How to deal with massively heterogeneous cultural heritage data – lessons learned in CultureSampo

Paper Title: 
How to deal with massively heterogeneous cultural heritage data – lessons learned in CultureSampo
Eetu Mäkelä, Eero Hyvönen, and Tuukka Ruotsalo
This paper presents the CultureSampo system for publishing heterogeneous linked data as a service. Discussed are the problems of converting legacy data into linked data, as well as the challenge of making the massively heterogeneous yet interlinked cultural heritage content interoperable on a semantic level. Novel user interface concepts for then utilizing the content are also presented. In the approach described, the data is published not only for human use, but also as intelligent services for other computer systems that can then provide interfaces of their own for the linked data. As a concrete use case of using CultureSampo as a service, the BookSampo system for publishing Finnish fiction literature on the semantic web is presented.
Full PDF Version: 
Submission type: 
Full Paper
Responsible editor: 

Resubmission accepted after the changes have been reviewed by the editors.

Review 1 by Werner Kuhn

This is an excellent and very interesting paper, perfectly fitting the issue.

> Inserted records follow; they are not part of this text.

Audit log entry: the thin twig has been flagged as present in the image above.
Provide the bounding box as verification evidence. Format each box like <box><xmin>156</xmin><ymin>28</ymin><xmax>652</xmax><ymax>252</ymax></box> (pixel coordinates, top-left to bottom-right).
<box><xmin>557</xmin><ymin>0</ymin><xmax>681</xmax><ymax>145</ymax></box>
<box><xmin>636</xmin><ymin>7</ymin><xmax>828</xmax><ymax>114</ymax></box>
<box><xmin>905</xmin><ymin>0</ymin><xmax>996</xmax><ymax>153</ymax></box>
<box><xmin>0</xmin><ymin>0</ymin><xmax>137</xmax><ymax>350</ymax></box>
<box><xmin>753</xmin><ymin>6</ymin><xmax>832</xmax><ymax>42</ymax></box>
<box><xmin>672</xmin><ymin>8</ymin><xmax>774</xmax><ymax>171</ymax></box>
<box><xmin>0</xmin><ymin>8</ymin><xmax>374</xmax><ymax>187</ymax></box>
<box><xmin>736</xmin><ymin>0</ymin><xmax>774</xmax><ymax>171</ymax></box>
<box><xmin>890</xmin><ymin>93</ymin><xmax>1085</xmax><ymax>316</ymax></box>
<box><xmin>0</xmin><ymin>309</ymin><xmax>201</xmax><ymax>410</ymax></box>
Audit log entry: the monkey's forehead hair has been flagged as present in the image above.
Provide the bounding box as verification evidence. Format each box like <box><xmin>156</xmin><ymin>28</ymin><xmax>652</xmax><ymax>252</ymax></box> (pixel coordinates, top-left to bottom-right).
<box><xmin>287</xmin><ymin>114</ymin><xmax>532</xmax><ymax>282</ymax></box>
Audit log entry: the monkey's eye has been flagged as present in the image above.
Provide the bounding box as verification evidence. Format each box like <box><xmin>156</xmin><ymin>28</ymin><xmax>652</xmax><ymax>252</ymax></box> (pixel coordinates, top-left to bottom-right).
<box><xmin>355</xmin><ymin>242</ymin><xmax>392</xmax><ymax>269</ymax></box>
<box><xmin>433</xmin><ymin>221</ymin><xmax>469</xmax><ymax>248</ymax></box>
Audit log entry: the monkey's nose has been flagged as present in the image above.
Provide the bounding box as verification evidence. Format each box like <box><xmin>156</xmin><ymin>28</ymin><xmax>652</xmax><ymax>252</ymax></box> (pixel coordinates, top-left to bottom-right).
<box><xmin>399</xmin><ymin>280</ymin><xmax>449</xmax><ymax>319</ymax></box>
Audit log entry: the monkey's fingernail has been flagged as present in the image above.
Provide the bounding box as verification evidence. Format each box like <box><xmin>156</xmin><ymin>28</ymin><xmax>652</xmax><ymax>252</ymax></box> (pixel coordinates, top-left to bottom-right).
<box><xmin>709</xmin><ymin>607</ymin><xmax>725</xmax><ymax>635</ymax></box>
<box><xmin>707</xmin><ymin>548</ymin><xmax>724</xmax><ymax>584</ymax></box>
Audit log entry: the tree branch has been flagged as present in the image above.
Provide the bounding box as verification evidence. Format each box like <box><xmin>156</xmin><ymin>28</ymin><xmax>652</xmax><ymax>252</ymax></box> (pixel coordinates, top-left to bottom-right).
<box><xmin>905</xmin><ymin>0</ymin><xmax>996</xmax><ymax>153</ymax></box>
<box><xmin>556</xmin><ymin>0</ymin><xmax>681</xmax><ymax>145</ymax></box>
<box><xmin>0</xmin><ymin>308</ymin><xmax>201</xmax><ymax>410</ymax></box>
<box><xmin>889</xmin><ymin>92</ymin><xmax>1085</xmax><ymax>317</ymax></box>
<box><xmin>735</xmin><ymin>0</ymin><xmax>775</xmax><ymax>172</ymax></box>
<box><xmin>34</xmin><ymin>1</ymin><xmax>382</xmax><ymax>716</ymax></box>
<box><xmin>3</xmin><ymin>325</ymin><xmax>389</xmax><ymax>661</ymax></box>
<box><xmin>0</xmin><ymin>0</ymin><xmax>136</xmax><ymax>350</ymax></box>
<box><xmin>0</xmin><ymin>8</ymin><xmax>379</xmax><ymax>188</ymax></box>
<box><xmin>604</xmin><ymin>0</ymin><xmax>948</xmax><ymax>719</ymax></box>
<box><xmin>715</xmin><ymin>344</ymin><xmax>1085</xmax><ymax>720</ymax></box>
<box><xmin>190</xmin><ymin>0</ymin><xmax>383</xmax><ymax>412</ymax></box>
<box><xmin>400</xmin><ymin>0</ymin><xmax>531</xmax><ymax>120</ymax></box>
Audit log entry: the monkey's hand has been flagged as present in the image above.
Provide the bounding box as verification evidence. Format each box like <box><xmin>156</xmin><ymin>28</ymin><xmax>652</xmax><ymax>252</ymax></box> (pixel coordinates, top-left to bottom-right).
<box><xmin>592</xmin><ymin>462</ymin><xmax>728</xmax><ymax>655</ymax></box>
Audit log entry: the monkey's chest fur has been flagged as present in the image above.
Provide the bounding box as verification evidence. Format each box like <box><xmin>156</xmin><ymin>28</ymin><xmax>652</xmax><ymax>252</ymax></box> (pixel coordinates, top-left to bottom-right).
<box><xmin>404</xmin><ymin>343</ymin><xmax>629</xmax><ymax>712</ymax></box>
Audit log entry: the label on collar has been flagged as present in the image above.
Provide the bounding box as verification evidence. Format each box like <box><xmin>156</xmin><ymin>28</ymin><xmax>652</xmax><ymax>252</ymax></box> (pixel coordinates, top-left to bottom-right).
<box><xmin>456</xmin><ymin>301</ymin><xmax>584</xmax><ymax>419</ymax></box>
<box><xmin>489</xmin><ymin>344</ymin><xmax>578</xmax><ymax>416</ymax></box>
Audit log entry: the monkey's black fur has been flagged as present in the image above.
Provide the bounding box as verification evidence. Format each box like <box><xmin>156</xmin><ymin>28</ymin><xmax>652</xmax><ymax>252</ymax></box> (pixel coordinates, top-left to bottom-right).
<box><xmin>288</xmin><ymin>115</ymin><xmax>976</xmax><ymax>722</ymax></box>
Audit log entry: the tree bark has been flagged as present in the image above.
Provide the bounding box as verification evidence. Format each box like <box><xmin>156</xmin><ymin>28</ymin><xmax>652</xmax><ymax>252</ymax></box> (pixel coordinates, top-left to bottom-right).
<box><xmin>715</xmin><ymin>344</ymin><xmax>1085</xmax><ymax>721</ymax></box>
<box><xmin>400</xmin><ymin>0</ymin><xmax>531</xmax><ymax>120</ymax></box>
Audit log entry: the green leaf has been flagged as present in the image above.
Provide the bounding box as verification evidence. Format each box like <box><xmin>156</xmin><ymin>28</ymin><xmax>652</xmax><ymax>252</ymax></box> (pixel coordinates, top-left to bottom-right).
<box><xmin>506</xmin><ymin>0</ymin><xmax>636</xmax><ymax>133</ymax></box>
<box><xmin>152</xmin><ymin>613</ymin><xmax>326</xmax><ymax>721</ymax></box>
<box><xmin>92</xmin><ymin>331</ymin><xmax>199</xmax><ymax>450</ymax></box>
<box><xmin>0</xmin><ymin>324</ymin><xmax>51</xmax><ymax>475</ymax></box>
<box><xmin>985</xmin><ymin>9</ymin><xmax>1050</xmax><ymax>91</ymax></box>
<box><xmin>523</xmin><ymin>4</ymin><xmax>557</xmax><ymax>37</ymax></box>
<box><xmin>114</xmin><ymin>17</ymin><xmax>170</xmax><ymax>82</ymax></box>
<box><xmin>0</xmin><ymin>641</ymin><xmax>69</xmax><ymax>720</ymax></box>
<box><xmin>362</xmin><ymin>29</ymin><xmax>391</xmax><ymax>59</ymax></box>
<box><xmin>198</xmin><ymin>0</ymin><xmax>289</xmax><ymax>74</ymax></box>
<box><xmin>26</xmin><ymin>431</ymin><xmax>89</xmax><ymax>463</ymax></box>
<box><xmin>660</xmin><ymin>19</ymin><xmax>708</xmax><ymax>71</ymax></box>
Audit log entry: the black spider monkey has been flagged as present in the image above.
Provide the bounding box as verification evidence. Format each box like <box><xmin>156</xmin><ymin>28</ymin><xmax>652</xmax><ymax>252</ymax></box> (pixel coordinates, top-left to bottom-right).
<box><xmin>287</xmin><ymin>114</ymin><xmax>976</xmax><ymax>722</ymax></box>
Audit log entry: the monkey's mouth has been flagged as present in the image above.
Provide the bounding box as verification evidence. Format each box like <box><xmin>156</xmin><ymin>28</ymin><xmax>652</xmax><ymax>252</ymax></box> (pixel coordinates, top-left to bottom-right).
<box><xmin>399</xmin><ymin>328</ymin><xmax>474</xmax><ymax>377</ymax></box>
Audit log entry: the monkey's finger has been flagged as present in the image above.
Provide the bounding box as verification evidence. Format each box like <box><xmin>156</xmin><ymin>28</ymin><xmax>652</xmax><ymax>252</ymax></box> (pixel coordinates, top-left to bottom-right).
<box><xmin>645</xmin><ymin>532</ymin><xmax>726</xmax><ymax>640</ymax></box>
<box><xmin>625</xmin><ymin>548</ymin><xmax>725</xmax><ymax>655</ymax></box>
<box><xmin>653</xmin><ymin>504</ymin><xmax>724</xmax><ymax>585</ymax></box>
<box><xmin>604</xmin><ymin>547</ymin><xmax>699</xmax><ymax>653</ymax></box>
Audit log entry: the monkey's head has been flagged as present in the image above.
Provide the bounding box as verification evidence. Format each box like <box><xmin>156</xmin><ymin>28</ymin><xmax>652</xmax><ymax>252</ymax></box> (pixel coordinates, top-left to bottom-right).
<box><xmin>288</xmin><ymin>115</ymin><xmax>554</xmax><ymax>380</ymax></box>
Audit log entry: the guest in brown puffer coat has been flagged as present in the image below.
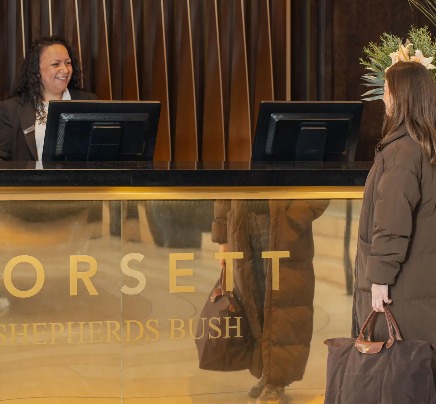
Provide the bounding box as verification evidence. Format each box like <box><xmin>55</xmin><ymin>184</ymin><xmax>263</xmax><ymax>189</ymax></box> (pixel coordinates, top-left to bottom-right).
<box><xmin>353</xmin><ymin>62</ymin><xmax>436</xmax><ymax>379</ymax></box>
<box><xmin>212</xmin><ymin>198</ymin><xmax>329</xmax><ymax>404</ymax></box>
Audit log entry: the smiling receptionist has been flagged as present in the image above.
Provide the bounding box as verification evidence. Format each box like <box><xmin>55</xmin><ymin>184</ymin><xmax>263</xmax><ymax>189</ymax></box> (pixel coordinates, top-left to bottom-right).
<box><xmin>0</xmin><ymin>36</ymin><xmax>97</xmax><ymax>161</ymax></box>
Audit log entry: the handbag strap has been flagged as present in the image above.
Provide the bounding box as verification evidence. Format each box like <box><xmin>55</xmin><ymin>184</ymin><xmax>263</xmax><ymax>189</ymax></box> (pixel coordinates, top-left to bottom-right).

It stands out by being very strongly based in real world data that are far from trivial, by discussing longer term experiences, and by offering its very valuable and most interesting lessons learned. Particularly the observation on the user level difficulties with event-based ontologies is very important and should lead to interesting new research challenges. But many other lessons are equally (or even more) valuable, covering many issues from data modeling through reasoning to user interaction.

The only overall suggestion I have is to address the issue of large (or huge) data quantities more explicitly, in particular in the latter parts of the paper (regarding reasoning and services).

Another, less important point is your claim to have used "language-independent" ontologies. I am not sure what you mean by this, as vocabularies are per definition language-dependent. At least at their leaves, your ontologies are language dependent. More importantly, I would assume that Finish and Swedish, for example, hold some rather different conceptualizations of the world, and it would be good to state, at least, whether you have faced any of these, or not yet paid attention to them.

The first part of the paper contains several typos (arcihives, catalogueing, variery) and on p.5 it should say manufacture*d*.
The phrase on p.11 starting with "shift focus from object location...." is not very clear to me.
At the end of p.19, a sentence starts with "But.." and then continues with "however", but these are redundant however ;-).

Review 2 by Andreas Andreou

This is a very well written paper presenting how to deal with heterogeneous cultural heritage data through the CultureSampo system. This is clearly the description of the end result of a research funded project. Overall the paper stands strong, with the only flaw being the inability to identify how this paper differs from other studies publsihed by the same group or from similar work. For example, references 21, 22, 23, 24 describe pretty much similar parts of the present paper. How do these studies differ from this paper? What is the new elements reported here compared to those articles? This should be clearly addressed and explained by the authors. There are some typing erros here and there (e.g. p.5, left column, 3 lines from the bottm, the word "one" should normally be "on"). These typos should be corrected.
Other than the above the paper reports very interesting findings, so once the aforementioned comments are addressed the paper may proceed to publication.

Review 3 by anonymous reviewer

This paper summarizes the contributions and the lessons learned during the development of CultureSampo. It is well written and gives an overview of the whole system, the content creation and integration, the user interfaces, and the system¢s functionality exposed as cultural heritage semantic services.
It would be interesting to give more information on how the CultureSampo functionality was used in the BookSampo project (unless BookSampo is an ongoing project – this is not very clear from reading the text) or, in general, give more details on how the CultureSampo services/functionalities can be reused in other use cases (e.g. the steps/requirements needed).